Anyway (squeak, squeak), what was she supposed to do? She couldn’t just shove (squeak) the money at the ticket guy and run off. Well, she could, but then there was no way of making sure it would get to him. She could put it in an envelope and address it to Jittery (or Keith), but that didn’t seem right either.
She would just buy the tickets quickly and anonymously. It was the best way. Tickets were eight pounds. Ginny quickly did the math in her head, then strode up to the window.
“I’ll take sixty-two tickets, please,” she said.

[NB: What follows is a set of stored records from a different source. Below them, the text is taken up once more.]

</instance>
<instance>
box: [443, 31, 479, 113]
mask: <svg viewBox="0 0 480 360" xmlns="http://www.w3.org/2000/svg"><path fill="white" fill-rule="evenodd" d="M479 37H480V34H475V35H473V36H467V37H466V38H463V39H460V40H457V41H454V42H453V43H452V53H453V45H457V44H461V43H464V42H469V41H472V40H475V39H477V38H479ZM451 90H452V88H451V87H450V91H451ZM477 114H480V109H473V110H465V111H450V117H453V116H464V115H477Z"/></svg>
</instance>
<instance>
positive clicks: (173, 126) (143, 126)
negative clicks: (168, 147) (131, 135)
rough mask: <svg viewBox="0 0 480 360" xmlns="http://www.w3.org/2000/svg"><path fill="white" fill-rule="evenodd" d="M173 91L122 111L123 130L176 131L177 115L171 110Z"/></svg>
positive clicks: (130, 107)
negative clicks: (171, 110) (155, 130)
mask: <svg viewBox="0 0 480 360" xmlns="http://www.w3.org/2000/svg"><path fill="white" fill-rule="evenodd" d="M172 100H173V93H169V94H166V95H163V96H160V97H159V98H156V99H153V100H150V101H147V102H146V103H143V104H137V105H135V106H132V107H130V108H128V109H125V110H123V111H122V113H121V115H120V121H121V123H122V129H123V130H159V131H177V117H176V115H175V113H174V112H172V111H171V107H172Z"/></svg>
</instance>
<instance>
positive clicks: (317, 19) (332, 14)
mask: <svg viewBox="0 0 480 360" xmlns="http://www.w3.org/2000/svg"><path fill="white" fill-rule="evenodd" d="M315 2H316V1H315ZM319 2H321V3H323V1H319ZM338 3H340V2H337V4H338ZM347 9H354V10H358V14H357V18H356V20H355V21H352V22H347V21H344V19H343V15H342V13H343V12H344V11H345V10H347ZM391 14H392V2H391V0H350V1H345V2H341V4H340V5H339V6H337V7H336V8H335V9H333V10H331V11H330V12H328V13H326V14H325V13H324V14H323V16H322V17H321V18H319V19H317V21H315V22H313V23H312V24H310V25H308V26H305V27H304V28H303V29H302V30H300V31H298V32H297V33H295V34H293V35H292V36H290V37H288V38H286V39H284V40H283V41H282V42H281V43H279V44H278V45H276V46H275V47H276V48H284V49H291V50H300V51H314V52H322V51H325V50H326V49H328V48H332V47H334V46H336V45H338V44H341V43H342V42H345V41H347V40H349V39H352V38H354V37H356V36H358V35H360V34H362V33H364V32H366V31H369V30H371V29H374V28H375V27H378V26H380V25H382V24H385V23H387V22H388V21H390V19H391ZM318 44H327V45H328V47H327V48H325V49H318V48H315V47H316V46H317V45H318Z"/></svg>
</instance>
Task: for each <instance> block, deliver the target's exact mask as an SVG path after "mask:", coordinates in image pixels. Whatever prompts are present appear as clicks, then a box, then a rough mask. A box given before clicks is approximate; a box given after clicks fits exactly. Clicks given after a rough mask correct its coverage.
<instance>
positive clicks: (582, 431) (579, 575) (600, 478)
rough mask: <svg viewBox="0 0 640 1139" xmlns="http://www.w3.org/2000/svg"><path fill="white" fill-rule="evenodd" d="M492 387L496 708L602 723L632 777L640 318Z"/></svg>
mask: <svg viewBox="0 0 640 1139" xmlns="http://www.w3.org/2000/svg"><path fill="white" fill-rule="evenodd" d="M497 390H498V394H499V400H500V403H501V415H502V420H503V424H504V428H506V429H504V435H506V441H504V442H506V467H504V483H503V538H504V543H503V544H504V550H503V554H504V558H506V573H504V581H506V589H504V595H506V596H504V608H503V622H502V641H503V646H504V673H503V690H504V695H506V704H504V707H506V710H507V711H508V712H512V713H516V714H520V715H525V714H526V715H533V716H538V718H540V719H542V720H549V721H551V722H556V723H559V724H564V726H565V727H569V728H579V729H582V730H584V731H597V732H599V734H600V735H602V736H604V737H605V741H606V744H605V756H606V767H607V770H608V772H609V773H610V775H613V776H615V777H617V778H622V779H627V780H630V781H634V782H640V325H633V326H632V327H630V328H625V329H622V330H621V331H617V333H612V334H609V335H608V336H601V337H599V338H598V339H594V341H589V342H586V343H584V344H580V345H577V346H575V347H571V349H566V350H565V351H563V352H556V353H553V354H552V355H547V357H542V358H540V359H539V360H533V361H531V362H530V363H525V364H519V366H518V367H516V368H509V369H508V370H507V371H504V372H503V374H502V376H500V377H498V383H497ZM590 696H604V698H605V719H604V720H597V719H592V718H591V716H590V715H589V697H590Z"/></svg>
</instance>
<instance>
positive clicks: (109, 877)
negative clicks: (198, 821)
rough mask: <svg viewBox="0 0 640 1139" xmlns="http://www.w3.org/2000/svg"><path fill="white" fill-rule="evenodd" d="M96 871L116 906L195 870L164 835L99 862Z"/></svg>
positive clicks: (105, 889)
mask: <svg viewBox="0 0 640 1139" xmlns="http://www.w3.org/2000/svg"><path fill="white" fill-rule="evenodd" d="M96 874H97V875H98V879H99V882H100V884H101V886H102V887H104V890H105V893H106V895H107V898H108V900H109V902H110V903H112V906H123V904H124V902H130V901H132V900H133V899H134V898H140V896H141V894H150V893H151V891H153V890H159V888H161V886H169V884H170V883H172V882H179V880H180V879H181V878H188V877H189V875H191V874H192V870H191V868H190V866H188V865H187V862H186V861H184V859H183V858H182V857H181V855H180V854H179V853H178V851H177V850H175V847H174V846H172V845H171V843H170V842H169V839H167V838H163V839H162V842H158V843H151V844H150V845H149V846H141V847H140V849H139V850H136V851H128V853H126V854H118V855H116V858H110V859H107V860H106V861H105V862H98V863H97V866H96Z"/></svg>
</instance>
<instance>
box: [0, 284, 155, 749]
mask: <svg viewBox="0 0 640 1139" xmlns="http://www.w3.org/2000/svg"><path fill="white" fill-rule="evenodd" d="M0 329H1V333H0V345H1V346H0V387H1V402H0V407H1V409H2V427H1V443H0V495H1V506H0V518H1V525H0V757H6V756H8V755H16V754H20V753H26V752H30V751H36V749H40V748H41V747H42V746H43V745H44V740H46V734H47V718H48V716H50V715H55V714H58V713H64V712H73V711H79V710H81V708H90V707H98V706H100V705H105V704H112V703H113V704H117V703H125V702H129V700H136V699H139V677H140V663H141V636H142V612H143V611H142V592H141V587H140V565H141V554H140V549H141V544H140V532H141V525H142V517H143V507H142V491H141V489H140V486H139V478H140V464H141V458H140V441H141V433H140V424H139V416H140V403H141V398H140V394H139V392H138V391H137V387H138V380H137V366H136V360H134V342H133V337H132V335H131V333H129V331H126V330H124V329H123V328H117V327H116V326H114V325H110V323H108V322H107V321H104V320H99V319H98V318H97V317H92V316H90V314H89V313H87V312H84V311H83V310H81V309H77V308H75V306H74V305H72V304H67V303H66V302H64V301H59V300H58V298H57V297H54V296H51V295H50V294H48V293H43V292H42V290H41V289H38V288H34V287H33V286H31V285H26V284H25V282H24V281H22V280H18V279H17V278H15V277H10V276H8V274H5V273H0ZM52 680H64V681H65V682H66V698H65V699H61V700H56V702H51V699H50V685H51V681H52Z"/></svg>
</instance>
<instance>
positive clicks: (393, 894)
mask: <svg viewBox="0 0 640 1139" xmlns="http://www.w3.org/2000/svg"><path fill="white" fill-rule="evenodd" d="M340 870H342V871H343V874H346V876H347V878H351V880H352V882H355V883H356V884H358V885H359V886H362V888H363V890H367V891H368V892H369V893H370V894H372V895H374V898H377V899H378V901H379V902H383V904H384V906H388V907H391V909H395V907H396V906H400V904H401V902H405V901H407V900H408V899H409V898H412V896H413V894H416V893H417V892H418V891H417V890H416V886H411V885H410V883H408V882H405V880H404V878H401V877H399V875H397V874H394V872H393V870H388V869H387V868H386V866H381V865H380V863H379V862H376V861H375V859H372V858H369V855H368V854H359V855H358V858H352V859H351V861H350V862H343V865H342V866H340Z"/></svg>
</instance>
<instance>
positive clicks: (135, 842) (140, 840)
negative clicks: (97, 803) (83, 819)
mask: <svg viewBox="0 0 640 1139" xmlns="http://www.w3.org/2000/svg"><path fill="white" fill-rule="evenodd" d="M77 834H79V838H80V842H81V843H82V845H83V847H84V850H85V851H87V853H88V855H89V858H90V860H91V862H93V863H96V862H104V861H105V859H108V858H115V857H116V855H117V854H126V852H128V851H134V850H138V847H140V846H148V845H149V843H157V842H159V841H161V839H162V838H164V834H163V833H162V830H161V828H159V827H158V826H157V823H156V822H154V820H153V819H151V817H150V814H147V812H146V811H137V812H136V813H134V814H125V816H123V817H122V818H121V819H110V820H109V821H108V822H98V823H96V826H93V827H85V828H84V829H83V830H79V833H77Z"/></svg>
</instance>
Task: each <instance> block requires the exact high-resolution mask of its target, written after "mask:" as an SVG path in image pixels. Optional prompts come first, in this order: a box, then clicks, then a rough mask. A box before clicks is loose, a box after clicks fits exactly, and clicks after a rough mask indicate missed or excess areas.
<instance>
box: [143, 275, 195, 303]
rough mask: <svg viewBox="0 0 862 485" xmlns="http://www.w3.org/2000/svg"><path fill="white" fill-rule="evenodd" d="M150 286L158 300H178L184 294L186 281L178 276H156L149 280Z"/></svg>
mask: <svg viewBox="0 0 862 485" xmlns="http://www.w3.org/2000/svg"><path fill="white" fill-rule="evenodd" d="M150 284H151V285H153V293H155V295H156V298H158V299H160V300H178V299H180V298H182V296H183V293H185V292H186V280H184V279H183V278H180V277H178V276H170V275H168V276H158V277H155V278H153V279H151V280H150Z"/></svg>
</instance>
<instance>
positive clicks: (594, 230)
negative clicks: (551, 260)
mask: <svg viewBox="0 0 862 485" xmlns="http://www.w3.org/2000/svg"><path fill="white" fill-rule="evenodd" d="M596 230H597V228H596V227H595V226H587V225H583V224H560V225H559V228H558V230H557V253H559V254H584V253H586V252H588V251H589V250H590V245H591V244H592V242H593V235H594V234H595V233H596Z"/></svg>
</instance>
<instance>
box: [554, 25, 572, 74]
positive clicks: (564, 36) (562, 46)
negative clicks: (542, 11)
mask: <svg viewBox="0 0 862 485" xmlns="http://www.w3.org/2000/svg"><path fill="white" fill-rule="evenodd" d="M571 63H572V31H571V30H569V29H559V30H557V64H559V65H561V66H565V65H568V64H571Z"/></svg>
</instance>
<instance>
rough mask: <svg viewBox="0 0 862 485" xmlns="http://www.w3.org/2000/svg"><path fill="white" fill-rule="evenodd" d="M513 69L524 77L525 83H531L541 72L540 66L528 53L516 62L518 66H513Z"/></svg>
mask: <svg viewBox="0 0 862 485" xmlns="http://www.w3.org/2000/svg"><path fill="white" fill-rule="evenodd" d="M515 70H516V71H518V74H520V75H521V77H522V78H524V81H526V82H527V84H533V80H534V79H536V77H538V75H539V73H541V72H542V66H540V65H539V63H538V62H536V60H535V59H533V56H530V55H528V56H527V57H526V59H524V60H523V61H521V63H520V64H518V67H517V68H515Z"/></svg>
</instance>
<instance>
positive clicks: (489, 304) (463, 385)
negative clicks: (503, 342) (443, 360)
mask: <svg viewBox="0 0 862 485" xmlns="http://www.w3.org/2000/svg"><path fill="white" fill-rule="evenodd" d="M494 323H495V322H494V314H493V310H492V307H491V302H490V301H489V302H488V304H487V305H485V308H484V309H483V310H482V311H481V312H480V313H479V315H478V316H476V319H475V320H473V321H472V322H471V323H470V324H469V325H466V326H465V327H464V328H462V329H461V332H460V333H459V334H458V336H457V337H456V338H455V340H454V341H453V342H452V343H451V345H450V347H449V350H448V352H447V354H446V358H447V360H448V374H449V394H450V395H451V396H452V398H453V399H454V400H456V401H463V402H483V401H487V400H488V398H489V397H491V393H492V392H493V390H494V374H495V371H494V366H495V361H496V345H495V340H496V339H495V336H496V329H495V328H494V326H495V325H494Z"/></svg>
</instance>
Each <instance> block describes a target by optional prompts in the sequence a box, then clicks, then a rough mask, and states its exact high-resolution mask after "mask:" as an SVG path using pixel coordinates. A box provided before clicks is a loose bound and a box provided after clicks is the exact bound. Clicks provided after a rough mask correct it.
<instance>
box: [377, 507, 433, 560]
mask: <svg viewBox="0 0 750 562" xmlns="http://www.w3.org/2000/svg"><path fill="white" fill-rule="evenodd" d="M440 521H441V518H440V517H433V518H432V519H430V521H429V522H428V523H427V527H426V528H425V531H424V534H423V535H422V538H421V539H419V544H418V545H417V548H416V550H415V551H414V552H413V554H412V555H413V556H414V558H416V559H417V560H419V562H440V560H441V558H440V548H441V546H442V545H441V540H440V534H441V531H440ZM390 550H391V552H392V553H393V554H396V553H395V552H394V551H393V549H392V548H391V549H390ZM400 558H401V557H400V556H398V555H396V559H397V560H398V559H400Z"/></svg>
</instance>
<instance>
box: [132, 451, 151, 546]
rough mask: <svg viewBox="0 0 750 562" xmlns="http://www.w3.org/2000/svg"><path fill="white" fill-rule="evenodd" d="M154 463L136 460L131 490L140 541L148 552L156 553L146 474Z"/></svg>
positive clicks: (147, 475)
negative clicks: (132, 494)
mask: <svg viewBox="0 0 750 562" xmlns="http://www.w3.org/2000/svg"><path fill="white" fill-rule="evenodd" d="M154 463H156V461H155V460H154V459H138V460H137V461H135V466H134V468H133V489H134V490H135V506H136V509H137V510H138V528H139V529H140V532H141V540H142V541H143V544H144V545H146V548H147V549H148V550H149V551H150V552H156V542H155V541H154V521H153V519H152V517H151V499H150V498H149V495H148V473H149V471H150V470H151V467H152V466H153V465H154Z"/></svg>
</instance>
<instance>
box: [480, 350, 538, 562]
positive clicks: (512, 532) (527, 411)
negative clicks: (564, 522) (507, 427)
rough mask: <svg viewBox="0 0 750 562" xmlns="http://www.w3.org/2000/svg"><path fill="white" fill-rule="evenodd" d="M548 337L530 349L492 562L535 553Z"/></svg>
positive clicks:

The guy looked up from his copy of War and Peace. He had come pretty far in one day, Ginny noticed. The Simpsons shirt was the same, though.
“You what?”
He had one of those stuffed-up-nose voices, which made the question extra questioning.
“Can I have sixty-two?” she asked, her own voice inadvertently dropping.
“We only have twenty-five seats,” he said. “And that’s with people sitting on the floor.”
“Oh. Sorry. I’ll just take…what can I have?”
He lifted the lid of a cigar box on the counter and thumbed through the two stubs inside. Then he shut it decisively.
“You can have twenty-three.”
“Okay,” Ginny said, fumbling through the wad of pound notes. “I’ll take them.”
“What do you want twenty-three tickets for?” he asked as he snapped a rubber band from a pile and counted them out.
“Just, people.”
There was a dripping noise somewhere in the hall. It seemed to suddenly get very loud.
“Well, I’m not arguing,” he said after a moment. “You a student?”
“Not here.”
“Anywhere.”
“High school? In New Jersey?”
“Student discount, then. Five pounds each.” He pulled out a calculator and punched in the numbers. “That’ll be one hundred and fifteen pounds.”
This discount left Ginny with a problem. She’d need more tickets. Lots more.
“How many can I have for tomorrow?” she asked.
“What?”
“How many for tomorrow?”
“We haven’t sold any.”
“I’ll take them all.”
He eyed her as she slipped £125 through the slice in the plastic, and he slid over twenty-five tickets.
“What about the next night?”
He got up and pressed his face against the window to look at her. He was really pale. She guessed that was what happened if you spent the summer in a basement, sitting in a closet next to a bucket.